[RFC] mm: mmap: Change DEFAULT_MAX_MAP_COUNT to INT_MAX

Message ID	20240830095636.572947-1-pspacek@isc.org (mailing list archive)
State	New
Headers	show Return-Path: <owner-linux-mm@kvack.org> From: Petr Spacek <pspacek@isc.org> To: linux-mm@kvack.org, linux-kernel@vger.kernel.org Cc: Petr Spacek <pspacek@isc.org> Subject: [PATCH RFC] mm: mmap: Change DEFAULT_MAX_MAP_COUNT to INT_MAX Date: Fri, 30 Aug 2024 11:56:36 +0200 Message-ID: <20240830095636.572947-1-pspacek@isc.org> MIME-Version: 1.0 Content-Type: text/plain; charset=UTF-8 Content-Transfer-Encoding: quoted-printable Sender: owner-linux-mm@kvack.org Precedence: bulk
Series	[RFC] mm: mmap: Change DEFAULT_MAX_MAP_COUNT to INT_MAX \| expand [RFC] mm: mmap: Change DEFAULT_MAX_MAP_COUNT to INT_MAX

Petr Špaček Aug. 30, 2024, 9:56 a.m. UTC

From: Petr Spacek <pspacek@isc.org>

Raise default sysctl vm.max_map_count to INT_MAX, which effectively
disables the limit for all sane purposes. The sysctl is kept around in
case there is some use-case for this limit.

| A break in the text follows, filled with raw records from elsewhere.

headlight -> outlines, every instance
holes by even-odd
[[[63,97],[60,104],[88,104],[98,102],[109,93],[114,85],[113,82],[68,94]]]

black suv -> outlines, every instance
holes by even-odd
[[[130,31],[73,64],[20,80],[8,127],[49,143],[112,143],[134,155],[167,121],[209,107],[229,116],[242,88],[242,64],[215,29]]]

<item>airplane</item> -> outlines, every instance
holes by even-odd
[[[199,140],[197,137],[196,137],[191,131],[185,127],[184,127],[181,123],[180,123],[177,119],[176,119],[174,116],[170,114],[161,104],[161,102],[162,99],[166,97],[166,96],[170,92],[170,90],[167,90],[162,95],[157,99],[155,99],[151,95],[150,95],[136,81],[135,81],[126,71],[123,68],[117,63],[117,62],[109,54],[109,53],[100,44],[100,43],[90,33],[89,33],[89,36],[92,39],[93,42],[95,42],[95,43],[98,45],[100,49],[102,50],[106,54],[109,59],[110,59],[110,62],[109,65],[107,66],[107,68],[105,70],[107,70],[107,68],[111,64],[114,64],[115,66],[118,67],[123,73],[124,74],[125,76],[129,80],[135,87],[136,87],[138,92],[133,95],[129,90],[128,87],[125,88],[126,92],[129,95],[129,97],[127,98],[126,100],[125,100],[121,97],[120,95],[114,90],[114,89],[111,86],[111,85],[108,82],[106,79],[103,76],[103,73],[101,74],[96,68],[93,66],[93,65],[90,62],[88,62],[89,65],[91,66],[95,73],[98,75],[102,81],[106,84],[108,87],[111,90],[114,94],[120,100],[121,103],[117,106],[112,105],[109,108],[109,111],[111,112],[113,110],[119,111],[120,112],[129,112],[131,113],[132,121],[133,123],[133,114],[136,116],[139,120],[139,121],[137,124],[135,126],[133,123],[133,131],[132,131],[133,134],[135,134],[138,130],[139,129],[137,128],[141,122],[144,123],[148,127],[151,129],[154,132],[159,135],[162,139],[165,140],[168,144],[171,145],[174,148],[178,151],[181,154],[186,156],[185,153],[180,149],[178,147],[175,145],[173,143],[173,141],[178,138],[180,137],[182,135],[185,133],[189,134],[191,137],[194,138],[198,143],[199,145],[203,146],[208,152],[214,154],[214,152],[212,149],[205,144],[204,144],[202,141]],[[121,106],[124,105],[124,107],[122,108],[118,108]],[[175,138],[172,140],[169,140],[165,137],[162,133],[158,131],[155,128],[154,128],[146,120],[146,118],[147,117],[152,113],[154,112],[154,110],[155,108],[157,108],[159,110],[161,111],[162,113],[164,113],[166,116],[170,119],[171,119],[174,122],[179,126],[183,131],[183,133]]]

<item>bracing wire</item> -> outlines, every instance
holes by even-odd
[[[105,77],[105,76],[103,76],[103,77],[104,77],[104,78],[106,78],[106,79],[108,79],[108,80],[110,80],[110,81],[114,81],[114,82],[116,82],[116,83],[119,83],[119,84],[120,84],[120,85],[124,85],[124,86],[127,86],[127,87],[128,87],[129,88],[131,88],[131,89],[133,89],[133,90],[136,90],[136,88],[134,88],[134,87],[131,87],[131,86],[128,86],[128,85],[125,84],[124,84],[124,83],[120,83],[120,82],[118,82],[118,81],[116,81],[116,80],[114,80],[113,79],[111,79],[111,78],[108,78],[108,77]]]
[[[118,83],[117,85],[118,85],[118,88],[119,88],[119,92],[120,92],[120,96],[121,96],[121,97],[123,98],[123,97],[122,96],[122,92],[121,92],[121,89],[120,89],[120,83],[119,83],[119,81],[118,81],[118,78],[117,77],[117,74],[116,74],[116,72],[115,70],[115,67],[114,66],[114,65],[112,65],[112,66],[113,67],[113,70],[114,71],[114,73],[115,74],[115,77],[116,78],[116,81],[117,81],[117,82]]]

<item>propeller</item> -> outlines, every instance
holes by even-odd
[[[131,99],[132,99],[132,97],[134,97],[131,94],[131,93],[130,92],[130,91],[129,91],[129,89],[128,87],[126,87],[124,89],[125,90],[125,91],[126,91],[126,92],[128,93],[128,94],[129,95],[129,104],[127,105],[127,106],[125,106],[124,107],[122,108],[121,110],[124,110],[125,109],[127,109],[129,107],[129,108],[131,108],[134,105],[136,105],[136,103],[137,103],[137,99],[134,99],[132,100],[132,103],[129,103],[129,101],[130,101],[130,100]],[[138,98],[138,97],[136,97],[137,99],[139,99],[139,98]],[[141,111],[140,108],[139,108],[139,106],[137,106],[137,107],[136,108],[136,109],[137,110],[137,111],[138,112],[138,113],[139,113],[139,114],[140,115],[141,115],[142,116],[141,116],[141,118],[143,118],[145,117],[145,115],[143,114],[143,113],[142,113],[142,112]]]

The old default value of vm.max_map_count=65530 provided compatibility
with ELF format predating year 2000 and with binutils predating 2010. At
the same time the old default caused issues with applications deployed
in 2024.

State since 2012: Linux 3.2.0 correctly generates coredump from a
process with 100 000 mmapped files. GDB 7.4.1, binutils 2.22 work with
this coredump fine and can actually read data from the mmaped addresses.

Signed-off-by: Petr Spacek <pspacek@isc.org>
---

Downstream distributions started to override the default a while ago.
Individual distributions are summarized at the end of this message:
https://lists.archlinux.org/archives/list/arch-dev-public@lists.archlinux.org/thread/5GU7ZUFI25T2IRXIQ62YYERQKIPE3U6E/

Please note it's not only games in emulator which hit this default
limit. Larger instances of server applications are also suffering from
this. Couple examples here:
https://bugs.launchpad.net/ubuntu/+source/linux/+bug/2057792/comments/24

SAP documentation behind paywall also mentions this limit:
https://service.sap.com/sap/support/notes/2002167

And finally, it is also an issue for BIND DNS server compiled against
jemalloc, which is what brought me here.

System V gABI draft dated 2000-07-17 already extended the ELF numbering:
https://www.sco.com/developers/gabi/2000-07-17/ch4.sheader.html

binutils support is in commit ecd12bc14d85421fcf992cda5af1d534cc8736e0
dated 2010-01-19. IIUC this goes a bit beyond what is described in the
gABI document and extends ELF's e_phnum.

Linux coredumper support is in commit
8d9032bbe4671dc481261ccd4e161cd96e54b118 dated 2010-03-06.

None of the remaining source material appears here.